Jetzt ist es also das passiert, was ohnehin schon seit Wochen klar war: Der Senat ist ab Jänner republikanisch dominiert. DemokratInnen haben nur eines der (manchmal gar nicht so) knappen Rennen für sich entscheiden können. (1)
Trotz der pessimistischen Erwartungen gab es einige böse Überraschungen für DemokratInnen – etwa die Gouverneurswahl im liberalen von DC Vororten geprägten Maryland. Dort gewann zum erstaunen vieler Beobachter ein Republikaner.
Medial wird die Sache – hier wie drüben – auch als Abrechnung gegen Obama gelesen, doch dass Präsidenten im Laufe ihrer Amtszeit die Mehrheit verlieren ist nicht ungewöhnlich. Das hat sogar einen Namen: Six-year itch.

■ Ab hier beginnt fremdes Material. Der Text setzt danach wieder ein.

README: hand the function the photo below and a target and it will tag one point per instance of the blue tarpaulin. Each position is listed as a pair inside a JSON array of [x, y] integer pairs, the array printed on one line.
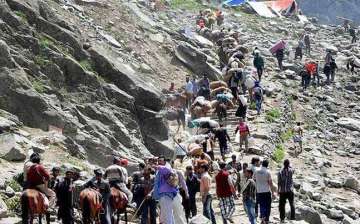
[[234, 2]]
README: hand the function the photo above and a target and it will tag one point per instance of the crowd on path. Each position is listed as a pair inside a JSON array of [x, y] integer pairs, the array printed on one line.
[[174, 184]]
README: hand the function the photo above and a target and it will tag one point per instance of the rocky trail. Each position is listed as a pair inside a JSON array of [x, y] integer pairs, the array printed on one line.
[[80, 82]]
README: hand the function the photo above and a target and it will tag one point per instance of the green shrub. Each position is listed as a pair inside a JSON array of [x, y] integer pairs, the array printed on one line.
[[272, 115], [14, 185], [21, 15], [86, 64], [279, 153], [38, 86], [41, 60], [287, 135]]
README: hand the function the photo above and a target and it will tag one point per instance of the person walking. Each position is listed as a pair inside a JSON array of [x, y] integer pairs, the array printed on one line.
[[166, 191], [148, 207], [248, 193], [103, 187], [258, 96], [298, 135], [352, 33], [244, 132], [286, 190], [279, 54], [307, 43], [206, 198], [333, 67], [225, 191], [259, 64], [327, 72], [223, 137], [193, 185], [189, 92], [64, 190], [264, 186]]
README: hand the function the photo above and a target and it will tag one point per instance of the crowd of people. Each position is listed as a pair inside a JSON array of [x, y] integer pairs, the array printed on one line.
[[174, 184], [164, 183]]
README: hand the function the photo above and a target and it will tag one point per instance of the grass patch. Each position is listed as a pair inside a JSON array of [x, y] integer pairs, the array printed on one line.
[[185, 4], [41, 60], [279, 153], [87, 65], [287, 135], [21, 15], [38, 86], [272, 115]]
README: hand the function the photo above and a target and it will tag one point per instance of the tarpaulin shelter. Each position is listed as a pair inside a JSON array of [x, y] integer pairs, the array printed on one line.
[[234, 2], [286, 7], [262, 9]]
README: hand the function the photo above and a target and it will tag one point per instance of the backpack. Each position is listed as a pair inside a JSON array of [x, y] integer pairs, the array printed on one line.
[[172, 179]]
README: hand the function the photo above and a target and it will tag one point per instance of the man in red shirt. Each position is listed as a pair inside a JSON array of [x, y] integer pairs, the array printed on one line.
[[37, 178], [225, 191]]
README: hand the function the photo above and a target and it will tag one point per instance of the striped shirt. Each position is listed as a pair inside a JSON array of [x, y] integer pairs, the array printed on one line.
[[285, 180]]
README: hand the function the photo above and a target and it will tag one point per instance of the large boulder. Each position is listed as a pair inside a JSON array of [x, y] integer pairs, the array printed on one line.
[[352, 183], [3, 209], [349, 123], [126, 79], [196, 61], [9, 149], [308, 214]]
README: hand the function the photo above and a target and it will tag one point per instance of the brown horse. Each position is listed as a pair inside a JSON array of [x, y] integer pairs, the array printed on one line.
[[91, 205], [118, 204], [33, 203]]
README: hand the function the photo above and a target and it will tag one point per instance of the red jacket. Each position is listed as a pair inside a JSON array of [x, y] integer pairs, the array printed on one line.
[[223, 188], [36, 175]]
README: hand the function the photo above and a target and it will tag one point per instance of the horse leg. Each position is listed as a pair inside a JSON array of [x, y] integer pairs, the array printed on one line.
[[125, 216], [24, 210]]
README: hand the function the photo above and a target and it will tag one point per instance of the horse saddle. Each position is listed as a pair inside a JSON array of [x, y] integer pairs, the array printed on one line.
[[37, 201], [118, 199]]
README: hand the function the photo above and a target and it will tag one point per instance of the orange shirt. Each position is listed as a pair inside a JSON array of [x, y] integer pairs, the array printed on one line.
[[205, 184]]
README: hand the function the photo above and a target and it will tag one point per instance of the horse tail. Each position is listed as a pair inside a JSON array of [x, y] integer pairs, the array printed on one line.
[[86, 210], [24, 208]]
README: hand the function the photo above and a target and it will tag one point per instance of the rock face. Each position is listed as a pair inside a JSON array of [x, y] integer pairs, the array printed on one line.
[[47, 79], [9, 149], [196, 61], [3, 209], [349, 123]]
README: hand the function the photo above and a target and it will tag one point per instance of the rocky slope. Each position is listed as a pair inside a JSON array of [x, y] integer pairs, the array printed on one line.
[[327, 10], [80, 82]]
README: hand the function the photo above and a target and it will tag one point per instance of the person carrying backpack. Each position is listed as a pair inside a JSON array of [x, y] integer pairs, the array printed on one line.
[[258, 96], [307, 43], [327, 72], [244, 131], [333, 67], [259, 64], [352, 33], [279, 54]]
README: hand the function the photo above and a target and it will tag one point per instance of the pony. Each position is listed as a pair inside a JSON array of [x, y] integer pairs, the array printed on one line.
[[91, 205], [33, 203], [118, 204]]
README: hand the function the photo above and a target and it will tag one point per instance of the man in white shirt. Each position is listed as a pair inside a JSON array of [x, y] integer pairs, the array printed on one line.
[[189, 91], [264, 188]]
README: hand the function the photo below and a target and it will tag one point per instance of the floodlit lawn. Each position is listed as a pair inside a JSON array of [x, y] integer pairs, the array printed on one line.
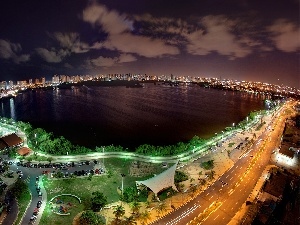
[[83, 188], [231, 144], [22, 204]]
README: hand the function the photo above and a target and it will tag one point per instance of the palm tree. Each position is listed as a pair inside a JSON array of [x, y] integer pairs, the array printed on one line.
[[144, 217], [129, 221], [161, 207], [118, 212], [211, 175], [135, 207], [147, 204]]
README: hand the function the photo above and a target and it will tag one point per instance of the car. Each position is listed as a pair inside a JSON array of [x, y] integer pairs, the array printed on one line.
[[39, 204]]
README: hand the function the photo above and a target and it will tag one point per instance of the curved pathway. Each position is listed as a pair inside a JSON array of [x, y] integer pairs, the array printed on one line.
[[184, 157]]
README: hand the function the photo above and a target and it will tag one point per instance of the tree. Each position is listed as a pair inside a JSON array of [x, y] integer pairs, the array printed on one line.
[[135, 207], [160, 208], [50, 159], [129, 221], [144, 217], [211, 175], [130, 194], [90, 218], [118, 212], [19, 188], [98, 201]]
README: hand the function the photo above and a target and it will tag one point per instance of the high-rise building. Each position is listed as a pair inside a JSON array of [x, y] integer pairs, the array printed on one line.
[[3, 85], [11, 84]]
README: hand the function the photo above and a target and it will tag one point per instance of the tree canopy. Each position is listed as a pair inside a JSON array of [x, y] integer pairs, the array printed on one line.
[[98, 201]]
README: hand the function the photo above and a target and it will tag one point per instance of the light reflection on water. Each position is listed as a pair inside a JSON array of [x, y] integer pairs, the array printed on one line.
[[132, 116]]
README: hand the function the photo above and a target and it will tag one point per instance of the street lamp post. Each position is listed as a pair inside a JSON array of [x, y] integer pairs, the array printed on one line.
[[122, 175], [103, 155]]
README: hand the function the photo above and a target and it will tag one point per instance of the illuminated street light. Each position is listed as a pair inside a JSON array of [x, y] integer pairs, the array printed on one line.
[[122, 175]]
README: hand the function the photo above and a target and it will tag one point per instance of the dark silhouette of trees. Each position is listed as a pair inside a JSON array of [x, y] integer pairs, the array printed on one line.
[[98, 201]]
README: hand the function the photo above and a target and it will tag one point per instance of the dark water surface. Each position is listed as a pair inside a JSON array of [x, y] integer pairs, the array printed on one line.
[[155, 114]]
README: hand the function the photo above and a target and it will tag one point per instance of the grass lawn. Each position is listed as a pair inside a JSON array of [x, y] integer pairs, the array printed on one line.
[[83, 188], [22, 204], [231, 144]]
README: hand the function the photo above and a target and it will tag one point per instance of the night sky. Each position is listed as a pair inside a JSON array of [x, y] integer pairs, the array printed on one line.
[[256, 40]]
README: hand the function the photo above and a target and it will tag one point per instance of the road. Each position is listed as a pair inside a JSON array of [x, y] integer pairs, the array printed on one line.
[[239, 183], [231, 196]]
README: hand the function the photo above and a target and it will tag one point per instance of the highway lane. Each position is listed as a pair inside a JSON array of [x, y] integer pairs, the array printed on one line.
[[240, 179]]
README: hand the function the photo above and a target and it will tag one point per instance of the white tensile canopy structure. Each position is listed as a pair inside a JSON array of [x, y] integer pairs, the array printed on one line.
[[160, 181]]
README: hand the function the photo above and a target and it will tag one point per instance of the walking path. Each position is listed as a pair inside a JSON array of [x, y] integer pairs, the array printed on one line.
[[223, 160]]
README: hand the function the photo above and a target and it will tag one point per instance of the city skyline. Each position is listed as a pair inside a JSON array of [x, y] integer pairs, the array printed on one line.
[[239, 40]]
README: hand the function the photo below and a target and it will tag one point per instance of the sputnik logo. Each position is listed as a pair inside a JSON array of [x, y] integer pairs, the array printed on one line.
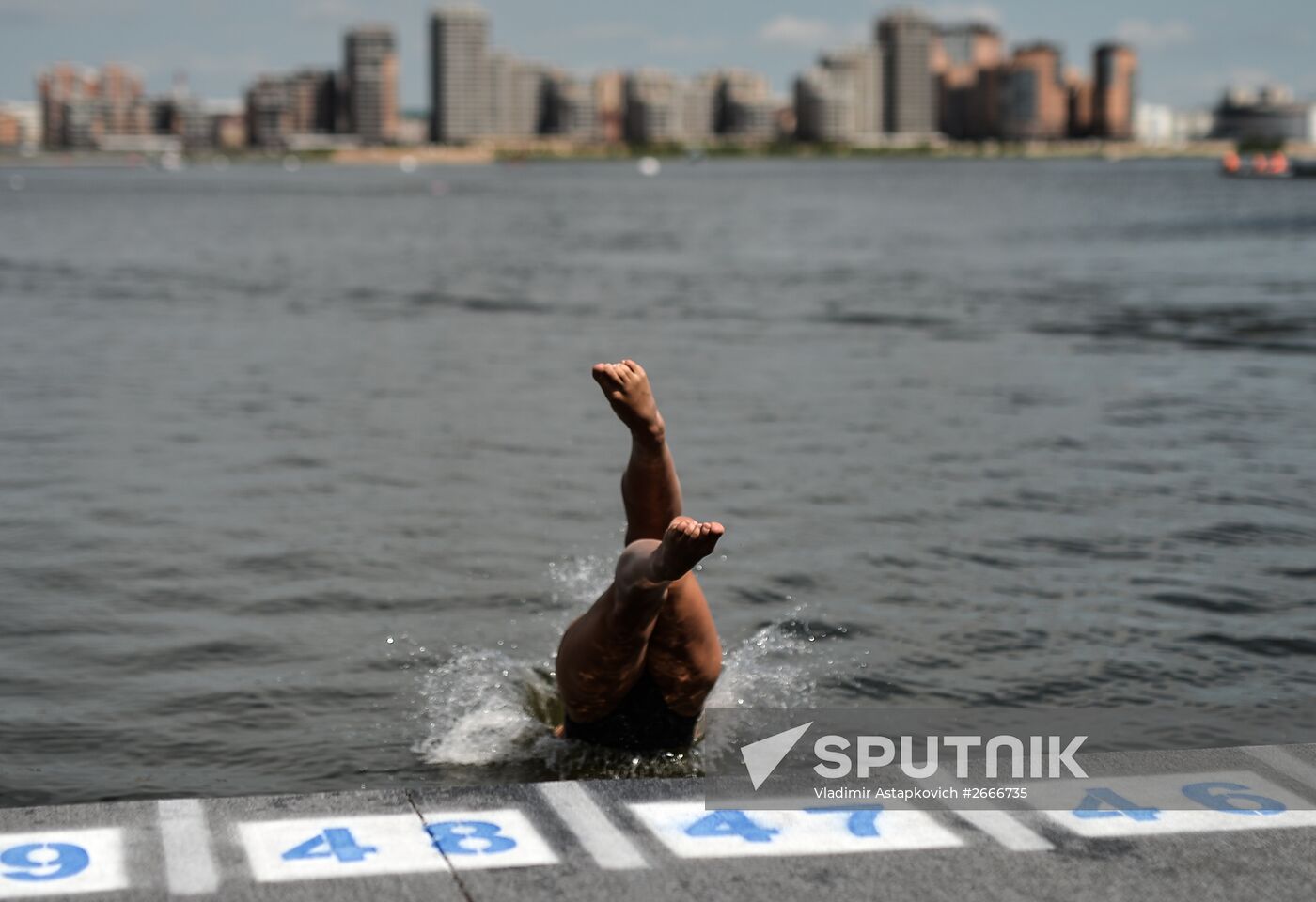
[[762, 756]]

Warum es so schwierig ist, zu analysieren was dieser Sieg ändert, liegt vor allem am schon bestehenden Gridlock: Die Regeln, wie der Senat funktioniert wurden von der republikanischen Minderheit der letzten acht Jahre geändert. Der berüchtigte Filbuster hat die notwendige de facto Mehrheit auf 60 Stimmen erhöht. Die RepublikanerInnen haben seit gestern 52 SenatorInnen. Die Variable der nächsten Jahre: Können und wollen DemokratInnen genauso konsequent konservative Gesetzesentwürfe blockieren, wie es die RepublikanerInnen in den letzten sechs Jahren gemacht haben?
Und: Was ist eigentlich die konservative Agenda? RepublkanerInnen haben nicht wegen ihrer Forderungen gewonnen, sondern mit Phrasen und aufgrund einer allgemeinen Unzufriedenheit mit dem Präsidenten. Diese Mehrheit jetzt in Politik zu verwandeln, wird auch zu spannenden Dynamiken innerhalb der RepublikanerInnen führen. Dementsprechend wird es auch auf Policy Ebene zu überraschenden Vorstößen kommen, die uns in Europa sicher zum Teil an den Kopf greifen lassen.

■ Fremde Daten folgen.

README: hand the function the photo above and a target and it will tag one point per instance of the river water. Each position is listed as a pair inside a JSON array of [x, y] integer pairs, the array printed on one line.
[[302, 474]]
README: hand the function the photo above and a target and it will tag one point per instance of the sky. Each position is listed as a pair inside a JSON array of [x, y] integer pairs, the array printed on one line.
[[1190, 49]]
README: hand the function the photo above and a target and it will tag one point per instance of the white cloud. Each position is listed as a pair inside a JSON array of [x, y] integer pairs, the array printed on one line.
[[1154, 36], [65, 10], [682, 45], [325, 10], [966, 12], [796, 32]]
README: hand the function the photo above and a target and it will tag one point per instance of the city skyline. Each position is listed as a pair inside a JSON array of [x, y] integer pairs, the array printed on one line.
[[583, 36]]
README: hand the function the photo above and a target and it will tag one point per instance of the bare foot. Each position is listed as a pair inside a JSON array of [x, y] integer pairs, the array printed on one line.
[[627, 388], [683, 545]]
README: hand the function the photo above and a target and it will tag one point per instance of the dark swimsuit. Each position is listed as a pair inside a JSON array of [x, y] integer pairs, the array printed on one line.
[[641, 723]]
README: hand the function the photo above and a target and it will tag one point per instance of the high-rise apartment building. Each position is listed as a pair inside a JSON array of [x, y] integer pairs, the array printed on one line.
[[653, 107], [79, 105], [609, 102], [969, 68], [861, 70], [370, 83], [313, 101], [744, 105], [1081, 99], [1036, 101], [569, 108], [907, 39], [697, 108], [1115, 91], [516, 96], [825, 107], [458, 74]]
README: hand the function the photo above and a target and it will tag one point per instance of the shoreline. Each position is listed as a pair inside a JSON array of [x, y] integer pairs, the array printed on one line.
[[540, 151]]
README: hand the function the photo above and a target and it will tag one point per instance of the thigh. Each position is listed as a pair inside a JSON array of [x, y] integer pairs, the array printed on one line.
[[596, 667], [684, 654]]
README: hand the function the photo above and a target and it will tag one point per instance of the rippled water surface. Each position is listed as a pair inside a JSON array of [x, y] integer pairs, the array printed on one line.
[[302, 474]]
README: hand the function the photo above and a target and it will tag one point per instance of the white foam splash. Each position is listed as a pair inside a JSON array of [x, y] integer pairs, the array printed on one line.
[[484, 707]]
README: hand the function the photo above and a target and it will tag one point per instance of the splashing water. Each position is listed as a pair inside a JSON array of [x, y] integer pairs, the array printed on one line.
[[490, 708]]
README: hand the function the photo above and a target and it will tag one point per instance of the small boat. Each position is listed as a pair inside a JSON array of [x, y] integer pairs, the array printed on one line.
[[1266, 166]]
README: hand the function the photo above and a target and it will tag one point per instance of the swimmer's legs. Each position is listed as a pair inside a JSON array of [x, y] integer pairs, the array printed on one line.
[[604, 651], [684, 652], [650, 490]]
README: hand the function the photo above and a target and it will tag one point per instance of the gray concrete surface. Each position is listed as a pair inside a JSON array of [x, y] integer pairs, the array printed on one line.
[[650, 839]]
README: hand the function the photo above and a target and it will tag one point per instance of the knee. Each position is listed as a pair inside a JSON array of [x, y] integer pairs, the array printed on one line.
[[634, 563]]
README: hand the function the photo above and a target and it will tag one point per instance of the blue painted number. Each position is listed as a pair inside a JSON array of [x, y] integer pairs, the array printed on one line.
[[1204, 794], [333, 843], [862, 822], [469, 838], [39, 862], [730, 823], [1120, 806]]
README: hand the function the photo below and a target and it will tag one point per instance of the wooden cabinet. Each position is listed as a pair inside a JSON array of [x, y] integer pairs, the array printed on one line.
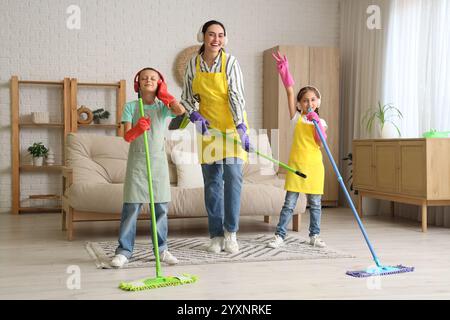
[[317, 66], [414, 171]]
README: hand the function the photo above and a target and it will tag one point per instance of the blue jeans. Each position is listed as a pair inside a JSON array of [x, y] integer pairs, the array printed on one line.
[[127, 232], [290, 201], [223, 185]]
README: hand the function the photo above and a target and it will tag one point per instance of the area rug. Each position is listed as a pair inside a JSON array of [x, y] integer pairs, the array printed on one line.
[[253, 248]]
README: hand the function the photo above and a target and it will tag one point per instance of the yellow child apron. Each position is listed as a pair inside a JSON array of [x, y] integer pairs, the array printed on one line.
[[212, 89], [306, 157]]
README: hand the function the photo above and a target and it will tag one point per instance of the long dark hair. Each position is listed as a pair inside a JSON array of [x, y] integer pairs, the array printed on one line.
[[205, 27]]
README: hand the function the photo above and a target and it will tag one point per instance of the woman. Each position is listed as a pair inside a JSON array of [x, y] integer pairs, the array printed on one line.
[[213, 79]]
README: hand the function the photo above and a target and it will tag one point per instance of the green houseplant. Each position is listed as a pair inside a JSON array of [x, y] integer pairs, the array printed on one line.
[[384, 115], [100, 114], [38, 151], [349, 158]]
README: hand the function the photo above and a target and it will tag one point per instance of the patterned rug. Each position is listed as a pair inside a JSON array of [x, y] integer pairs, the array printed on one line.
[[192, 251]]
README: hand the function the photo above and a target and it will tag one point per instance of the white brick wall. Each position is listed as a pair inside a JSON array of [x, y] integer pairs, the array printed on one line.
[[117, 38]]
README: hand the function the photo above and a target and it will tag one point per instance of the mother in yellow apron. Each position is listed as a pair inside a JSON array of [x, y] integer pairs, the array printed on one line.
[[213, 79], [305, 156]]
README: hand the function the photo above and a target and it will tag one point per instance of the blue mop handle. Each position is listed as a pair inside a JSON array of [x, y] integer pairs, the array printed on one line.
[[347, 195]]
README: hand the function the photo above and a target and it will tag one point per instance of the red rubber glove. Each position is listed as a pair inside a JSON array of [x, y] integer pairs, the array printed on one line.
[[314, 116], [141, 126], [163, 94], [283, 69]]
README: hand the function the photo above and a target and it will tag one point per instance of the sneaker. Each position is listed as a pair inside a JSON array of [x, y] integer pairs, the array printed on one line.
[[230, 242], [316, 241], [118, 261], [168, 258], [215, 245], [276, 242]]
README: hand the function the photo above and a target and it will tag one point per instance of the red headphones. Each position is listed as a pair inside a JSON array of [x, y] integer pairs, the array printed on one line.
[[136, 78]]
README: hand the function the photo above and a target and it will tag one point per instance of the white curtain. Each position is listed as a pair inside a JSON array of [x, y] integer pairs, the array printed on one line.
[[407, 63], [417, 70], [362, 59], [417, 77]]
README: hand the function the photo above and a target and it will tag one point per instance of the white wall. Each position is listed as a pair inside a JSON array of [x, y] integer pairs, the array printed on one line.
[[117, 38]]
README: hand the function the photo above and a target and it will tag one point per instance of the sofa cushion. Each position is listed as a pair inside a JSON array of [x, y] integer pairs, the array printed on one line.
[[189, 171], [96, 158]]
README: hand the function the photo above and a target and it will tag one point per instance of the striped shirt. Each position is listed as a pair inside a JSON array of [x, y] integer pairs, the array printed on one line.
[[235, 85]]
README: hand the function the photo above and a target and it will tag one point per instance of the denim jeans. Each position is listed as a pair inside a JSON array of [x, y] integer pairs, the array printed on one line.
[[223, 185], [290, 201], [127, 233]]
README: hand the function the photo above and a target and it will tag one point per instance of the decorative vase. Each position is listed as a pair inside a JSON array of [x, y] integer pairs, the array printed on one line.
[[388, 131], [38, 161], [50, 160], [40, 117]]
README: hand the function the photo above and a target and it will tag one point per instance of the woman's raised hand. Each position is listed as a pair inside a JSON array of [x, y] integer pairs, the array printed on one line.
[[283, 69]]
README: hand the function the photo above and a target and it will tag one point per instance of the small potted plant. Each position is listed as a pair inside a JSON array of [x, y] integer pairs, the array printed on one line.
[[385, 116], [38, 151], [100, 116]]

Ein paar Baustellen zeichnen sich aber schon ab:
– Obamacare
Im House haben sie mittlerweile über 40 mal für eine Aufhebung der Gesundheitsreform gestimmt. Im Senat werden sie das sicher auch tun. Eine direkte Aufhebung wird aber zu 100% zu einem Veto des Präsidenten führen. Neben diesem eher symbolischen Akt gibt es andere Wege die Gesundheitsreform zu boykottieren. Einer führt über die Bundesstaaten, die einer wesentlichen Säule (die Ausweitung von Medicare auf Einkommen unter $16000) zustimmen müssen. Vier neue republikanische Gouverneure werden das schwerer machen.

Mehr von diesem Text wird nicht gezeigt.